The LLM optimized purely for the average case (composite numbers) while entirely blinding itself to the worst case (prime numbers). If the cycle length S is a large prime like 999,983, it shares no factors with the model’s composite guesses. The effective cycle length remains unchanged, and the “optimization” yields zero benefit.

Then as a result, the model fragmented its strict query budget. By the time it realized its heuristic trick was failing on prime numbers, it had wasted 800 queries. Starting the fallback random search with a massive 800-query debt pushed the total past the 2500 limit.
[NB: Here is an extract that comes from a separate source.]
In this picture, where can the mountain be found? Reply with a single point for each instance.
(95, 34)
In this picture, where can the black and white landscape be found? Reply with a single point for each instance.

The result: A stable 20-point baseline was “optimized” into a 0-point failure.

The Post-Training Flaw

This behavior highlights a profound issue with modern LLMs. During post-training, models are often aligned to produce complex-looking, confident outputs. When faced with a difficult optimization task lacking a strict, immediate verifier, the model resorts to a “lazy” strategy.

Instead of doing the grueling work of designing a universally stable improvement, it speculates. It utilizes unstable, point-cheating tricks that create the illusion of problem-solving but completely shatter under the pressure of strong, worst-case test data. The model effectively hit a cognitive ceiling, opting for mathematical hallucination rather than acknowledging the limits of its reasoning.

Real-World Implications

This is why continuous scoring in benchmarks like Frontier-CS is critical. In a binary pass/fail system, this regression might be masked.

More importantly, the open-ended problems in Frontier-CS reveals the realities of actual software engineering. Production codebases and complex system architectures do not have a absolute, formal verifier. If we trust LLMs to autonomously optimize systems without strict bounds, they are highly intended to introducing fragile, edge-case-blind logic that works in theory but causes systemic collapse in practice.

While LLMs undoubtedly possess elite capabilities for isolated, well-defined algorithms, their performance in open-ended reasoning remains fundamentally unreliable. Treating them as omnipotent architects rather than powerful, specialized tools is a trap we cannot afford to fall into.